BIOCHEMICAL MECHANISMS OF OXIDATIVE DNA DAMAGE AND ITS ROLE IN CANCER: CHEMICAL APPROACHES TO REPAIRING DNA DAMAGE

Abstract

Oxidative DNA damage has a major role in the initiation of carcinogenesis by inducing mutagenesis, genomic instability, and cellular dysfunction. Most of the time, reactive oxygen species (ROS), which are produced from various metabolic processes and from environmental influences, cause DNA lesions such as strand breaks, base modifications, and DNA-protein crosslinks. If not repaired, these oxidative lesions can then lead to permanent changes in the DNA introducing oncogenic pathways, as well as the silencing or impairment of tumor suppressive functions. DNA repair mechanisms such as base excision repair (BER), nucleotide excision repair (NER), and mismatch repair (MMR) are thus important for the maintenance of genomic integrity, with their compromised functions being noted to occur very commonly in cancer cells, further increasing mutation rates and resistance to therapy.

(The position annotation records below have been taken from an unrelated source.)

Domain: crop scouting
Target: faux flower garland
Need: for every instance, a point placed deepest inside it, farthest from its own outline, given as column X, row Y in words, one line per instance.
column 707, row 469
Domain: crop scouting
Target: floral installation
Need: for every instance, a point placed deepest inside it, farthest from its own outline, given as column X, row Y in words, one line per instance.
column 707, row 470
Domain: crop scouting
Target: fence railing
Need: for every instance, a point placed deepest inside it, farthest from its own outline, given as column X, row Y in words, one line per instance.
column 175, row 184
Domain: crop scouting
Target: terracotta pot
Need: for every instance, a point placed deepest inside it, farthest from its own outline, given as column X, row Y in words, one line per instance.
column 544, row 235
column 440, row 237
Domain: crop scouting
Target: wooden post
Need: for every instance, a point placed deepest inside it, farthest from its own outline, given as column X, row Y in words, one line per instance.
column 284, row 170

The goal of this study is to provide an overview of the biochemical mechanisms underlying oxidative DNA damage, while also evaluating chemical approaches to DNA repair enhancement. The efficacy of small-molecule inhibitors, synthetic base analogs, and antioxidants to modulate DNA repair processes was assessed using in vitro and in vivo models. Importantly, results show that targeting key enzymes of repair increases repair rates and enhance cellular survival under oxidative stress. Also, DNA repair inhibitors could sensitize cancer cells to chemotherapeutic agents by taking advantage of their repair-deficient states. Overall, our findings reaffirm the potential therapeutic applicability of the modulation of DNA repair pathways toward preventing cancer and treating it once established. Further refinement of chemical strategies that target cancer-specific repair weaknesses is vital to curtail potential side effects. This study proposes that integration of DNA repair modulation with precision oncology holds promise to benefit patient outcomes and pave the way for new onco-drugs.